UMIACS Servers: Difference between revisions

Latest revision as of 15:23, 15 June 2023

Notes on using UMIACS servers

Modules

Use modules to load programs you need to run.

Notes

You can load modules in your .bashrc file

# List loaded modules
module list

# Load a module
module load [my_module]

# List all available modules
module avail

Some useful modules in my .bashrc file

module load tmux
module load cuda/10.0.130
module load cudnn/v7.5.0
module load Python3/3.7.6
module load git

Python

Do not install anaconda in home. You will run out of space.
Load the Python 3 module adding the following to your .bashrc file

module load Python3/3.7.6
export PATH="${PATH}:$(python3 -c 'import site; print(site.USER_BASE)')/bin"

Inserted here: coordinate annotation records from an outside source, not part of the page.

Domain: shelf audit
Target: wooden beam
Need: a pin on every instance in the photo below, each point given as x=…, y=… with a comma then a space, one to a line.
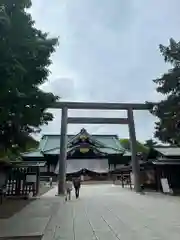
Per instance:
x=98, y=105
x=89, y=120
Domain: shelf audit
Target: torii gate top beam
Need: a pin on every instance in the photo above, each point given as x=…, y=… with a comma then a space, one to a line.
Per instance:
x=100, y=105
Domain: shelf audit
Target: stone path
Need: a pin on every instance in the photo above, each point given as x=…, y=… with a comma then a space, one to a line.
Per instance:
x=103, y=212
x=110, y=212
x=31, y=221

Then run the following to get pip installed

curl https://bootstrap.pypa.io/get-pip.py -o get-pip.py
python get-pip.py --user

Notes

You will need to install things with pip --user
You may need to add your local site-packages to your PYTHONPATH environment variable
- Add this to .bashrc:
- export PYTHONPATH="${PYTHONPATH}:/nfshomes/$(whoami)/.local/lib/python3.7/site-packages/"
You can also install using pip install --target=/my-libs-folder/

Conda

If you must install conda, install it somewhere with a lot of space like scratch.

Install PyTorch

pip install --user torch===1.3.1 torchvision===0.4.2 -f https://download.pytorch.org/whl/torch_stable.html

Installing Packages to a Directory

pip install geographiclib -t /scratch1/davidli/python/

MBRC Cluster

See UMIACS MBRC

SLURM Job Management

See https://docs.rc.fas.harvard.edu/kb/convenient-slurm-commands/

1 GPU

srun --pty --gres=gpu:1 --mem=16G --qos=high --time=47:59:00 -w mbrc00 bash

2 GPUS mbrc00

srun --pty --gres=gpu:2 --mem=16G --qos=default --time=23:59:00 -w mbrc00 bash

CPU-only on scavenger QOS

srun --pty --account=scavenger --partition=scavenger \
     --time=3:59:00 \
     --mem=1G -c1 -w mbrc00 bash

Notes

You can add -w mbrc01 to pick mbrc01
-c 4 for 4 cores

See Jobs

See my own jobs

squeue -u <user> -o "%8i %10P %8j %10u %10L %5b"

Formatting

%L is remaining time
%b is the number of GPUs

See all jobs

squeue

SFTP

Note: If you know of an easier way, please tell me.

On your PC
Start an sshd for forwarding. You can do this in a docker container for privacy purposes.

On the cluster:
Generate an sshd host key:

ssh-keygen -t ed25519 -a 100 -f /nfshomes/dli7319/ssh/ssh_host_ed25519_key

Create the following sshd_config file

#	$OpenBSD: sshd_config,v 1.103 2018/04/09 20:41:22 tj Exp $
Port 5981
HostKey /nfshomes/dli7319/ssh/ssh_host_ed25519_key
AuthorizedKeysFile	.ssh/authorized_keys
Subsystem	sftp	/usr/libexec/openssh/sftp-server

Start the sshd daemon and proxy the port to your local sshd. You can make a script like this:

#!/bin/bash

LOCAL_PORT=5981
REMOTE_PORT=22350
REMOTE_SSH_PORT=22450
REMOTE_ADDR=$(echo "$SSH_CONNECTION" | awk '{print $1}')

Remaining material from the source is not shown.